What a Market Comeback Looks like for Major Indices | ETF Trends

After a brutal May, where U.S. stocks lost more than 6% amidst trade war concerns about China and more recently Mexico, the stock market has rallied back fiercely, regaining much of its lost ground.

Much of the recovery seems to be linked to expectations that the Federal Reserve will cut rates accordingly, if the market needs salvaging. But the question of whether this is a short-lived oversold bounce, or something more sustainable is on many investors’ minds.

Mike Santoli discussed whether or not this rally has any legs on CNBC Tuesday, explaining that at least for the now the market recovery appears promising.

“The tone of this comeback is somewhat encouraging, at least to keep a lot of the stock market at these levels.
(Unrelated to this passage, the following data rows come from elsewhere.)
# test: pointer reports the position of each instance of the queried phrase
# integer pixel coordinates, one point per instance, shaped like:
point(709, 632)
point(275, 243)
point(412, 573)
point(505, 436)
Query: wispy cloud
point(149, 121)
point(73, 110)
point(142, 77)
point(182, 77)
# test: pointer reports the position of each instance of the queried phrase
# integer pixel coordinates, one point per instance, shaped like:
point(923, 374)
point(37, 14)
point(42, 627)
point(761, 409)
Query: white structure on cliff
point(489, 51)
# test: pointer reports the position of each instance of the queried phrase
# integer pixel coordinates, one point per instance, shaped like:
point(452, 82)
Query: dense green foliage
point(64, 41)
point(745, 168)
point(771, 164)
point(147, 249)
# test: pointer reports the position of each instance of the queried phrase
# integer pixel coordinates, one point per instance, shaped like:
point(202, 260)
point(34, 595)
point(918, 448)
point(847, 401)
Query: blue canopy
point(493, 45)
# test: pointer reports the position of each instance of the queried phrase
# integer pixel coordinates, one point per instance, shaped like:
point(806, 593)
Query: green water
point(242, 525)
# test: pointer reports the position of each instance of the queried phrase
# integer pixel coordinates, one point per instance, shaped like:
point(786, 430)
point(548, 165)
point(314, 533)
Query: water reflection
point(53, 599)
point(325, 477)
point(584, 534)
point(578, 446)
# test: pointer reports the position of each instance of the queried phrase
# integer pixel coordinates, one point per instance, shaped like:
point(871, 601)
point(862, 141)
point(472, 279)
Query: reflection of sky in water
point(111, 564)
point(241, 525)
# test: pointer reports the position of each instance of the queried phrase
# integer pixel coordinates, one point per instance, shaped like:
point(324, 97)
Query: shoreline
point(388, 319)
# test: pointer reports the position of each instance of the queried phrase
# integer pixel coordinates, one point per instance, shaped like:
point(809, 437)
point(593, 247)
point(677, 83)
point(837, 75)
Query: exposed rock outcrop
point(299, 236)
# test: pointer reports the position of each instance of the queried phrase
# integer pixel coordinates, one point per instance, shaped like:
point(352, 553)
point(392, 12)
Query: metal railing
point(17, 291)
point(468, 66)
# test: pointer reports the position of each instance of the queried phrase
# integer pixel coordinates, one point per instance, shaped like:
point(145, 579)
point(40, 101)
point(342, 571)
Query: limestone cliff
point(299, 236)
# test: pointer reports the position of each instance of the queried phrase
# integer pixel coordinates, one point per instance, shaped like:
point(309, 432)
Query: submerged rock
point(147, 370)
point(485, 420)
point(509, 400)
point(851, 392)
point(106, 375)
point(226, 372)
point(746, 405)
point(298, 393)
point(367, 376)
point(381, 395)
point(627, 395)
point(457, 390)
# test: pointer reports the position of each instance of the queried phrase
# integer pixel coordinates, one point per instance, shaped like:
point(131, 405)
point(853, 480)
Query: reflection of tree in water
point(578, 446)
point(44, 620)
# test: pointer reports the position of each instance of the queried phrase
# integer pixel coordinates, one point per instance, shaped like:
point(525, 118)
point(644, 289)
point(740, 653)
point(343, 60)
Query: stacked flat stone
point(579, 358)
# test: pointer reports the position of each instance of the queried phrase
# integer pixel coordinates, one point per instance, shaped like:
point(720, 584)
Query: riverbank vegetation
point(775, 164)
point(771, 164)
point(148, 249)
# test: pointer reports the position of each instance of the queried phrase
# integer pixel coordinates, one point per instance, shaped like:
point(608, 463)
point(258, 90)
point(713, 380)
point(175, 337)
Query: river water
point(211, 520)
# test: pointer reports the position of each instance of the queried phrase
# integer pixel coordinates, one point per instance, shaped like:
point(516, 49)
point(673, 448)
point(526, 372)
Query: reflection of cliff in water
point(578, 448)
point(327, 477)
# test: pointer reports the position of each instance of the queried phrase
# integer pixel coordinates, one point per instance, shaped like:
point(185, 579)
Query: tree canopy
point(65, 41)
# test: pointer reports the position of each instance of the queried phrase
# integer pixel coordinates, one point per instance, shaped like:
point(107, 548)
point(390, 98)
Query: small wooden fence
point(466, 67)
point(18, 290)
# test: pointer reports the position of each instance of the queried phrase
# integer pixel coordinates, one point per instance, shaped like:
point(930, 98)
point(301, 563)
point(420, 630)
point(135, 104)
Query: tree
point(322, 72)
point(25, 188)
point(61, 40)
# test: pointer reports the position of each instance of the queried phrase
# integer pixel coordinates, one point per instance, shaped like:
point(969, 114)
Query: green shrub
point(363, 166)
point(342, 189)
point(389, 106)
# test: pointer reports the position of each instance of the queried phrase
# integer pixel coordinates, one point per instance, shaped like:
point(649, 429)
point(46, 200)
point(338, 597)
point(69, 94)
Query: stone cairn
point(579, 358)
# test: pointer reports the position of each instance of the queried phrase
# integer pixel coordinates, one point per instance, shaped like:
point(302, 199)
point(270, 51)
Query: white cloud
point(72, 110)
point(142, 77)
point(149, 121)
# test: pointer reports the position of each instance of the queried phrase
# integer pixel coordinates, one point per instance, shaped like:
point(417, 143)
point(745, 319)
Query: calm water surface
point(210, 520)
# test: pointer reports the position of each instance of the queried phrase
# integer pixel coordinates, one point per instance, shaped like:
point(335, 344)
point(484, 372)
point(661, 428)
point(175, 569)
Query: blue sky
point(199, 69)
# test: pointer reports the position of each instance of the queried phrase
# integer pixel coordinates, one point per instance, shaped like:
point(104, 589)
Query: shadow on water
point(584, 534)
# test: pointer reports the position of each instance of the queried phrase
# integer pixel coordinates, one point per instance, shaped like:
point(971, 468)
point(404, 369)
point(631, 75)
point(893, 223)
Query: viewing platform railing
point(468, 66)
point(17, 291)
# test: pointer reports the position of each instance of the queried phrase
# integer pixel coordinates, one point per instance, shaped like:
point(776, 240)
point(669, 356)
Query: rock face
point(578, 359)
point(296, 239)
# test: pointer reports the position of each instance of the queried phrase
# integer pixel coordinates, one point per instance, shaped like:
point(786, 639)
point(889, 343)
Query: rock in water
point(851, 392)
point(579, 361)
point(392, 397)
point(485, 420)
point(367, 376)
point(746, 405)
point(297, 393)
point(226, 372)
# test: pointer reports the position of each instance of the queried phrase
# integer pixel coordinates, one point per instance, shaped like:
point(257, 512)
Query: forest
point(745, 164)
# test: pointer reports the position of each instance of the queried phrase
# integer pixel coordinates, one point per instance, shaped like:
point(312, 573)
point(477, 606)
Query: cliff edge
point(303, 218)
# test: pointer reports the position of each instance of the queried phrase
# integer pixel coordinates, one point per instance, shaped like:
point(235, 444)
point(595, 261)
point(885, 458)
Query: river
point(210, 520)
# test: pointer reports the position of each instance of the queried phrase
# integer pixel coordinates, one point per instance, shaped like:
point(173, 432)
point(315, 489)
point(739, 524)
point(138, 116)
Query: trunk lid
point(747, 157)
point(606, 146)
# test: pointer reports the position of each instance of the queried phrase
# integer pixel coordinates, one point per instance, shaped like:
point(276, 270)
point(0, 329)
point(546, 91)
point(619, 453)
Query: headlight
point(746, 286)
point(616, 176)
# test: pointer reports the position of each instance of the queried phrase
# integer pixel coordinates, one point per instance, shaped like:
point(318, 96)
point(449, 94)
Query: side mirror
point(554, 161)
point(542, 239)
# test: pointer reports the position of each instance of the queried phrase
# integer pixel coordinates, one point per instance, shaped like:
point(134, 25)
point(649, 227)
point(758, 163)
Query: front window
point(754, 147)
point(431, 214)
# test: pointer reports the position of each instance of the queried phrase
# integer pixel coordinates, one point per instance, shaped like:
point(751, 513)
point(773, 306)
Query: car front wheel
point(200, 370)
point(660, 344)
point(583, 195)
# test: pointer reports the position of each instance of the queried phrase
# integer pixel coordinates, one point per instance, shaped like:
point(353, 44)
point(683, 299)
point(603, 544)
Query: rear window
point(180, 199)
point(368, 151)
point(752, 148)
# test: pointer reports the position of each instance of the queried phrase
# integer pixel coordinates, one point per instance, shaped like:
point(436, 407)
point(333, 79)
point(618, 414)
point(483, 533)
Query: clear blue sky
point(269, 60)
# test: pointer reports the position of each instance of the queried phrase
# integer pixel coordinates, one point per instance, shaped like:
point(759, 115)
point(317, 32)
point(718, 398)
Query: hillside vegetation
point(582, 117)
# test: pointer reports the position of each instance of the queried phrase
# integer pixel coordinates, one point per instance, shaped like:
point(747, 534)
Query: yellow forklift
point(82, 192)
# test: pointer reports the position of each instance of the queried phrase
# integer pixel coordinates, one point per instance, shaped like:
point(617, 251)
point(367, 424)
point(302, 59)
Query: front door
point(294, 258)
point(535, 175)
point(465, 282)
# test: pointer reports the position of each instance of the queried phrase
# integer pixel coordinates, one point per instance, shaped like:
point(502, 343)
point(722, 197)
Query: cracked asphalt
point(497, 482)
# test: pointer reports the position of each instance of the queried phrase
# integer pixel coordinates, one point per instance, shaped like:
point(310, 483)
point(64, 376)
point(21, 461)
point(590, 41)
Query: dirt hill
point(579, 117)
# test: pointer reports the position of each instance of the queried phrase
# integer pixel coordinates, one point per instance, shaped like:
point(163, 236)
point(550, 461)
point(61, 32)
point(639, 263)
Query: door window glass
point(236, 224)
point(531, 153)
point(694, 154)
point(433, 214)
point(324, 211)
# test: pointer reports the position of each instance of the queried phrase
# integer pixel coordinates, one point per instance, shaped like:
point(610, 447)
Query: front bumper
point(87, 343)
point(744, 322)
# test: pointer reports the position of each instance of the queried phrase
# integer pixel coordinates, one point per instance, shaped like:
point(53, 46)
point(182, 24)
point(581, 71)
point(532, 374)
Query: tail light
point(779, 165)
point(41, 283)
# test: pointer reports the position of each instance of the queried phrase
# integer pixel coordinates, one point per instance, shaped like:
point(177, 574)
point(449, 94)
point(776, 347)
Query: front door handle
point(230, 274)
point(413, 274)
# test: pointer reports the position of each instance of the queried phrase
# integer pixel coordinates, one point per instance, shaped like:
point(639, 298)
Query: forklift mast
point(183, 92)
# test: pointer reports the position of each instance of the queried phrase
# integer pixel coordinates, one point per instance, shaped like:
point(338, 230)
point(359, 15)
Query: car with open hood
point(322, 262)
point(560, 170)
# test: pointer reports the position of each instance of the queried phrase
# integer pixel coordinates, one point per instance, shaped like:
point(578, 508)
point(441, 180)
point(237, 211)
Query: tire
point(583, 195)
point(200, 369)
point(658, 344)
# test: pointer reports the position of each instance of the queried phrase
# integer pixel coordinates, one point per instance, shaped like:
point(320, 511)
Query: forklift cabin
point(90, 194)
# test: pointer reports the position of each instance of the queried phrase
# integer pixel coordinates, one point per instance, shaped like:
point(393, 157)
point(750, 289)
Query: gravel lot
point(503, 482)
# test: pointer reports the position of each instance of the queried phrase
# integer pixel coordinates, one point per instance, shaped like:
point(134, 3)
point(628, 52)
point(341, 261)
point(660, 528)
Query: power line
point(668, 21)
We had a 6.5% decline from the very beginning of May down through very early June, and then we’ve had this comeback,” Santoli explained.

The next big test for the stock market will be whether the major indexes can break through all-time highs, just a short distance away. The market has been battling with the 2900 level on the S&P for the last couple of sessions, and Santoli discussed which stocks seem to be holding up the best, and which ones are flagging.

When comparing the S&P 500 with defensive and more aggressive stocks using a trio of ETFs, namely, SPDR S&P 500 ETF (SPY), Invesco S&P 500 Low Volatility ETF (SPLV)and Invesco S&P 500 High Beta ETF (SPHB).

Santoli explains: “Basically the last 6 days that we’ve had this comeback, and of course we’ve had the reverse is gonna be the effect we have. Finally in especially the last 2 days we’ve had the more aggressive stocks, the high beta stocks leading the way, and that’s I guess to be expected. You had semiconductors; you had the transports yesterday that were doing their part. The question is, can the aggressive stuff, can the more cyclical ones carry the weight as treasury yields rise, that maybe you’re gonna have to offset those defensive stocks pulling back a little bit…the S&P high beta stocks up 7% and obviously you’re having some underperformance in the defensive stocks as the overall index keeps bumping up against that 2900 level.”

Finally, there has been much discussion and deliberation about whether the Fed may cut rates and how it could possibly save the market. Santoli weighed in on how bond rate cuts affect stock prices, commenting, “I think there’s room for yields to keep moving higher before it pinches anything. But I would point out: the 2 year note is at a high for June. Are we gonna talk about maybe the market got too aggressive about pricing in rate cuts?”